Ela inclinou um pouco a cabeça e permaneceu em silêncio. Pensei que tinha desistido, mas curiosamente sentou ao meu lado.
— Por isso tá sozinho aqui? É parente do Dylan?
— Ele é meu primo. E não estou sozinho, apenas descansando. — Menti.
Ela riu e disse:
— Então você tá muito cansado, não fala com ninguém e já faz mais de hora que tá sentado.
— E como sabe disso? Por acaso tem me vigiado todo esse tempo?
Eu já sabia, mas queria entender a razão da sua obsessão.
— Tenho! Você olhou para mim com tanta vontade que fiquei interessada. Não posso? — ela desdenhou.
— Pode, fique à vontade. Mas recorde-se de que esta ainda é uma festa infantil. — Instruí.
— Quem é você? Parece um velho falando.
— Eu cresci distante de eventos sociais, enquanto uns têm amigos; eu tenho a mim. E já que vou passar um bom tempo comigo, será melhor se eu aprender várias coisas interessantes para ter assunto.
— Fez curso de como ser chato?
— Aqueles com intelecto passam a ser proferidos de chatos pelos que vivem em leigas condições.
— Quando criança engoliu um dicionário, foi? Fale como gente, se ficar se amostrando assim só vai afastar o povo.
— Já estou formado, não irei mudar para agradar ninguém.
— Pois vai ser difícil arranjar uma namorada.
— E quem disse que quero?
— Acredito! — enfatizou.
Ela chegou mais perto e apontou o dedo indicador na direção de algumas moças de biquíni.

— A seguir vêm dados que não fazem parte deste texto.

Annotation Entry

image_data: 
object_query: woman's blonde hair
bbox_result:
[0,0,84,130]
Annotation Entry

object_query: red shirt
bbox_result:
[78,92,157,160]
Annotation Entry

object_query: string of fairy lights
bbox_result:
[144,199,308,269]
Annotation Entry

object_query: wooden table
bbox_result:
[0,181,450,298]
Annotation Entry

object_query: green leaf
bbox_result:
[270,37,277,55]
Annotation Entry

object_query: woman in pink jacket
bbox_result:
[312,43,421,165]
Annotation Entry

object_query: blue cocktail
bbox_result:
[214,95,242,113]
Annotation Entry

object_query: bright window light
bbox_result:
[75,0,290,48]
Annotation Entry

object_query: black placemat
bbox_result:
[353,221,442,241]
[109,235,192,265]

— Mas para ficar com aquelas gostosas, tem que ser malandro.
— Não é a minha intenção andar com esse tipo de gente. E eu não sabia que você era assim.
— Gostosa?
— Malandra.
— E gostosa!
— Tenho certeza que não é.
— Então me avaliou? — Ela abriu um genuíno sorriso.
Senti minhas orelhas queimarem enquanto respondia:
— A meu ver, “gostosa” é um termo vulgar que os garotos usam para destacar meninas de mulheres. Ser pré-moldada na fábrica dos gostos sociais não é um diferencial, é ser apenas mais um produto. Se quiser ser comparada a uma lata de refrigerante, nada tenho a te dizer. Mas se por ventura ainda assim estiver me perguntando o que acho do vosso corpo, posso lhe garantir que aprecio sua natureza.
— Você não me respondeu.
Não sei se ela não entendeu ou se fez de propósito, de toda forma, seco de vergonha, respondi com sinceridade:
— Sim, acho você muito bonita! Feliz?
— Aham! Você também é lindo. Adoro seus pés.
— Meus pés? — Estranhei.
Será que ela ficou tão envergonhada que perdeu o senso do ridículo?
— Sim, são bem cuidados.
— Então de todos os lugares, os meus pés que te chamaram atenção?

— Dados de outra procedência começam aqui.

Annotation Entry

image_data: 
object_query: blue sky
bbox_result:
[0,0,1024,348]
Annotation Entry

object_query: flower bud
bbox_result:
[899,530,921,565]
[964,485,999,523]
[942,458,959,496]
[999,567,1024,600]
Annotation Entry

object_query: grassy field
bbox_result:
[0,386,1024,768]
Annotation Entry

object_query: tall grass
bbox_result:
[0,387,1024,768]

Fui cauteloso no freno, quem sabe até onde essa conversa ia.
— Gosto de pés! — disse severa.
Parecia falar a verdade. Para não ficar um clima estranho, revelei:
— Bem... já eu gosto do seu sorriso.
Ela me assustou gargalhando como uma galinha que fora espetada viva.
— Que papinho, hein? Antes não me queria por perto, agora está me cantando?
— Não foi meu propósito, só retribuí o elogio.
— Quer dizer que mentiu?
— De forma alguma, eu admiro como sua dentição é límpida e bem organizada. E também, você tem um belo traço contornando o rosto.
— Hm... eb, o-obrigada! — falou desconcertada.
Sua pele branca iluminou-se, o que me deixou satisfeito.
— Quer namorar comigo? — disse radiante.
— Como assim?
Ela acabara de me pegar desprevenido.
— Vamos você sabe... eu gosto de você e você de mim.
— Penso que nossas definições de “gostar” são diferentes. Se você estiver pedindo uma chance para uma relação, tudo bem. Mas, namorar? Vamos com calma.
— Então, aceita?
— Antes eu preciso te conhecer. Não sei nem seu nome!
— É “Pri”. Como não sabe se moramos perto?
— Olha, você está muito afobada. Fico feliz que tenha gostado de mim, mas ainda somos desconhecidos. Vamos conversar mais, para que aí sim venha um compromisso afetivo e duradouro.
— Não estou te pedindo em casamento, menino! Deixe de cu-doce e aceite logo.
— Não é assim que funciona, você não pode sair conversando com qualquer um e alguns minutos depois já estar amancebada.
— Assim vai perder a chance. Os outros sempre aceitaram de boa, só você que não admite gostar de mim.
— Não sou tão miserável quanto esses “outros”. E por que insiste nessa ideia torta de que gosto de você?
— Me desejou tanto durante a festa que quase me senti suja.
— Apenas olhei rapidamente enquanto você encarou-me por horas. Eu que me senti incomodado!
— Certo, entendi. Você é tímido e não sabe o que fazer. Basta ser honesto e dizer que gosta de mim.
— Mais honesto impossível, você parece querer ver somente o seu lado. Gostei de você de uma maneira educada, pelo fato do nosso diálogo ter me resguardado o deleite de uma companhia. E apenas...
— Você gosta de mim?
— Por um momento pensei que você fosse uma pessoa que apreciaria em meu tempo...
— Você. gosta. de. mim!?
Interrompeu-me pausadamente.
— Apesar de eu ter por breve uma direção mental errônea, você mostrou a que veio, enfim...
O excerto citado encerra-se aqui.